2. Expands and Diversifies Your Audience
Well-executed virtual events allow you to attract a larger, more geographically diverse audience across Australia or worldwide. This is especially useful for niche industry events. With less need to cover travel costs, you can also reach more price-sensitive attendees. Virtual elements provide easier access for time-poor or budget-limited professionals.
3. Mitigates Risks of Disruption
COVID-19 won’t be the last public health or other crisis. Extreme weather, economic instability, geopolitical tensions – many risks could disrupt in-person events. Maintaining virtual/hybrid capacity helps hedge against cancellations, allowing continuity if gatherings get postponed or switched online due to unforeseen circumstances.

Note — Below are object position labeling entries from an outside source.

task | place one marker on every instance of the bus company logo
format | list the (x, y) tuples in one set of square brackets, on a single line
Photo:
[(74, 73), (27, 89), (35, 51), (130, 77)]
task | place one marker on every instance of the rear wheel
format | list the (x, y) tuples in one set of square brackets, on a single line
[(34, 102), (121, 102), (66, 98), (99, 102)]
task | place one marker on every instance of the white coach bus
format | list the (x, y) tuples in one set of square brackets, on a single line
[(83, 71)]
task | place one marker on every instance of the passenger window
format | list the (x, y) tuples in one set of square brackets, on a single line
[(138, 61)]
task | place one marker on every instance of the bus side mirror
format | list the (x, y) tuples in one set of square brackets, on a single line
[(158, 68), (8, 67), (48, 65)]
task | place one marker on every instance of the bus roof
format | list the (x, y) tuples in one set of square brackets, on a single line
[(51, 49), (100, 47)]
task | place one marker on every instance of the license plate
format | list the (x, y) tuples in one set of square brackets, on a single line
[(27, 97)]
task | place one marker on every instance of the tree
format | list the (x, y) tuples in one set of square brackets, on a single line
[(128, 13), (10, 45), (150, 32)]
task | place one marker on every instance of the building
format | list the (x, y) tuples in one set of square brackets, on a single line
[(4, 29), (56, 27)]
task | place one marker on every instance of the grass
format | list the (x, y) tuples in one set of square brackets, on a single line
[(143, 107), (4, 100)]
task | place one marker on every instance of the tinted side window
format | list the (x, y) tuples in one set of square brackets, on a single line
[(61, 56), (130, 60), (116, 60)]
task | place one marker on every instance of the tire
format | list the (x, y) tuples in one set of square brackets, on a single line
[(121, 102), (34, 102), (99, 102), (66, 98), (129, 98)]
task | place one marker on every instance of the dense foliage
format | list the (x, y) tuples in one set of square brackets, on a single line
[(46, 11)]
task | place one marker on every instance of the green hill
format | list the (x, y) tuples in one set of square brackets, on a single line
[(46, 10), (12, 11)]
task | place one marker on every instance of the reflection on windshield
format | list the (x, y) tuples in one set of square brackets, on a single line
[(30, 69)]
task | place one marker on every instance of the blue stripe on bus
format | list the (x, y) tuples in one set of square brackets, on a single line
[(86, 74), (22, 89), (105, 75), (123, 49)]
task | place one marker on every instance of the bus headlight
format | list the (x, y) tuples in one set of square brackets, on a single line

4. Improves Inclusion and Accessibility
Certain groups may be unable or unwilling to join in-person events regularly – people with disabilities or medical conditions, remote/regional residents, parents of young kids etc. Providing virtual access helps make your events more inclusive and accessible for different circumstances and needs.
5. Retains Attendees When Budgets Are Tight
In more challenging economic times, marketing and travel budgets often get cut. Virtual options allow cash-strapped attendees and sponsors to still participate without onsite costs. Though revenue per head may be lower, retaining more attendees and sponsors ultimately sustains your event through volatile conditions.
Tips for Sustaining Virtual/Hybrid Event Success
Evolving your events to a virtual/hybrid model takes strategic planning and effective execution. Here are some tips:
- Evaluate your audience – know their needs and preferences to shape your digital offerings—survey attendees before and after virtual and in-person events to gauge demand.
- Set KPIs – identify success metrics for virtual engagement like participant numbers, retention rates, satisfaction, interactivity etc. Track data to refine and optimise.
- Allocate budget – adequate resources are required to deliver robust digital experiences, e.g. platform costs, production, and content.
- Hybrid design principles – seamlessly blend physical and virtual elements e.g. include remote attendees into onsite activities via live streaming.
- Community – build an engaged community before, during and after with social media, messaging apps, forums etc. Encourage networking.
- Production quality – invest in multi-camera setups, green screens, overlays and graphics to emulate a studio production.
- Engagement – drive two-way interactions through tools like polls, Q&As, chats, gamification, and breakout rooms.
- Content strategy – balance live and pre-recorded content. Shorter sessions work better for virtual retention.
- Tech support – provide on-demand help for any user issues. Test systems ahead of time. Have backups if needed.
- Analytics – collect robust data on every aspect, from registrations to attendee behaviour. Adjust the approach accordingly.
Australia’s runaway property boom has priced many out of major city markets, pushing more people to relocate regionally for affordability. At the same time, COVID has sparked a virtual and hybrid events revolution that offers organisers new opportunities despite returning to face-to-face gatherings.
Sustaining virtual and hybrid event capabilities will allow organisers to give attendees flexible options for different needs. It also helps future-proof events against disruptions, expands reach to new audiences, improves accessibility and drives ongoing engagement during uncertain economic times.
With strategic planning and robust execution, virtual and hybrid events can become an integrated part of any event portfolio. Blending real-world experiences with the digital will be key to engaging and satisfying Australia’s dispersed audiences in the future.